Tea For God Review - A VR Game Played Completely By Walking

Tea For God is an indie project with a single developer, one songwriter, and one extremely good voice actor. Tea For God has been around for a while and has changed a lot over time.

It is also in active development but is currently a complete experience that you can play from beginning to end. This isn't just a half-baked tech demo, though there is some very unique tech to experience in Tea For God, and I'm not just talking about all of the laser guns and robots.

The setup for the game is simple. You're a futuristic soldier who has a problem with the god emperor of humanity. So you go to deliver her some tea, and inside the tea is a metric ton of explosives.

The plot of Tea For God is both straightforward and impossible to understand

To get to the emperor with your tea you need to traverse a number of different levels in a technologically advanced but desolate future earth. Also, there's a war going on for some reason that I never fully understood.
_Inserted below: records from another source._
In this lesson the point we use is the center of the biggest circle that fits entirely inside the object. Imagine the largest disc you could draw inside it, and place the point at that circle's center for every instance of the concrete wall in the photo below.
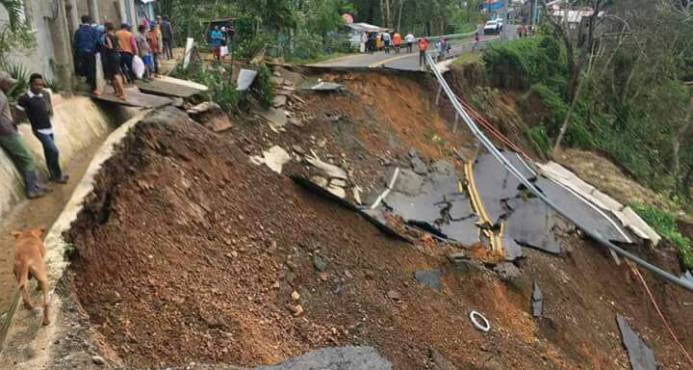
(79, 123)
(38, 58)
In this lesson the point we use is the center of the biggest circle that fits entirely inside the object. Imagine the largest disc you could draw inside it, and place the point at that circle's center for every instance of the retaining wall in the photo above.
(78, 122)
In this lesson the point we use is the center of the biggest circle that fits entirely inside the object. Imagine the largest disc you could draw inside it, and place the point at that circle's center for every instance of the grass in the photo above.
(665, 224)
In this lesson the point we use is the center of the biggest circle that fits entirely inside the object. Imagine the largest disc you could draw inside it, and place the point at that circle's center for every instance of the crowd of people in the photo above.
(220, 39)
(125, 56)
(388, 42)
(119, 51)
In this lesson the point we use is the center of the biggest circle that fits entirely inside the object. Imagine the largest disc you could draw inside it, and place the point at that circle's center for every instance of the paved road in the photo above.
(409, 61)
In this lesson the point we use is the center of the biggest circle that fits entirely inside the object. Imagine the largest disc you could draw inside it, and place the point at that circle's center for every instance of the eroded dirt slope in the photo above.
(187, 252)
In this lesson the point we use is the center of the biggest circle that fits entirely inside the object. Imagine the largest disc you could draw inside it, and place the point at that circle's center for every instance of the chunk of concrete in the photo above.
(537, 301)
(275, 158)
(429, 278)
(211, 116)
(246, 77)
(335, 358)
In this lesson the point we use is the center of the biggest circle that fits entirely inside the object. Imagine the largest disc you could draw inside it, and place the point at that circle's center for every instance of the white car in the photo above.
(492, 27)
(499, 21)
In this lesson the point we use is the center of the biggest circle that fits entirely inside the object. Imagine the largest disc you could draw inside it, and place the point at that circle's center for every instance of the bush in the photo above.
(263, 86)
(520, 63)
(665, 224)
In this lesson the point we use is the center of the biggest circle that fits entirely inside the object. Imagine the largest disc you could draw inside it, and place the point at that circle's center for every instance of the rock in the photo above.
(298, 150)
(323, 276)
(440, 362)
(319, 263)
(419, 166)
(339, 183)
(211, 116)
(279, 101)
(429, 278)
(507, 271)
(296, 310)
(98, 360)
(394, 295)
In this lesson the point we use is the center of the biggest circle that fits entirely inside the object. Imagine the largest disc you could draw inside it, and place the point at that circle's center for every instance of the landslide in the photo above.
(187, 252)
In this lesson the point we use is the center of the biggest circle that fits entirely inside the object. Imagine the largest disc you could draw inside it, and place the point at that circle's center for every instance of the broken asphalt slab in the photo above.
(639, 353)
(433, 203)
(429, 278)
(168, 86)
(330, 358)
(528, 221)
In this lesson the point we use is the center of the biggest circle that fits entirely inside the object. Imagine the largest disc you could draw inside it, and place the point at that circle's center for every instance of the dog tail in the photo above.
(23, 277)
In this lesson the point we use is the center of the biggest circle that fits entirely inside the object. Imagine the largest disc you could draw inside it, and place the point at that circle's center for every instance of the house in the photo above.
(53, 23)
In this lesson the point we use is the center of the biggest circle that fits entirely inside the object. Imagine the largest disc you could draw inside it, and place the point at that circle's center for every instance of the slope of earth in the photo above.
(187, 252)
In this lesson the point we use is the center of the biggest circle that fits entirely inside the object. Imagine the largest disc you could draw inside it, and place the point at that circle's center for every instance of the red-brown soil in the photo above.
(187, 252)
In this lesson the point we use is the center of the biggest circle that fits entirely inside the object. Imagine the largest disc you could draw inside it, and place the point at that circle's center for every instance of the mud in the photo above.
(187, 252)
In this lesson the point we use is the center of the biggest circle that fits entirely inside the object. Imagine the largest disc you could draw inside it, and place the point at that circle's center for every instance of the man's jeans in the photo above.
(88, 65)
(18, 152)
(52, 155)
I like the premise a lot, but the premise isn't what drew me into this game. No, when I first read Tea For God's SideQuest page and downloaded the free demo, what really interested me was this tagline. Quote, "Tea For God is a VR adventure that uses impossible spaces with procedural generation to allow players infinite movement within their own room."

The Tea For God SideQuest page

I was instantly intrigued, and also instantly curious as to why I hadn't heard of this game before. Tea For God can, and should, be played completely by walking.

I mean physically walking. With your feet, like you're going to the grocery store or something. Seriously, real life walking. No joystick movement to slide you around, though that's an option if you haven't got the space for a roomscale boundary, and no teleporting by pointing your controller somewhere. As you progress through the sci-fi, technological hellscape of future Earth you do it completely by using your feet.

After playing for a while you actually walk quite a bit. I racked up 150 meters in 10 minutes when first trying the demo.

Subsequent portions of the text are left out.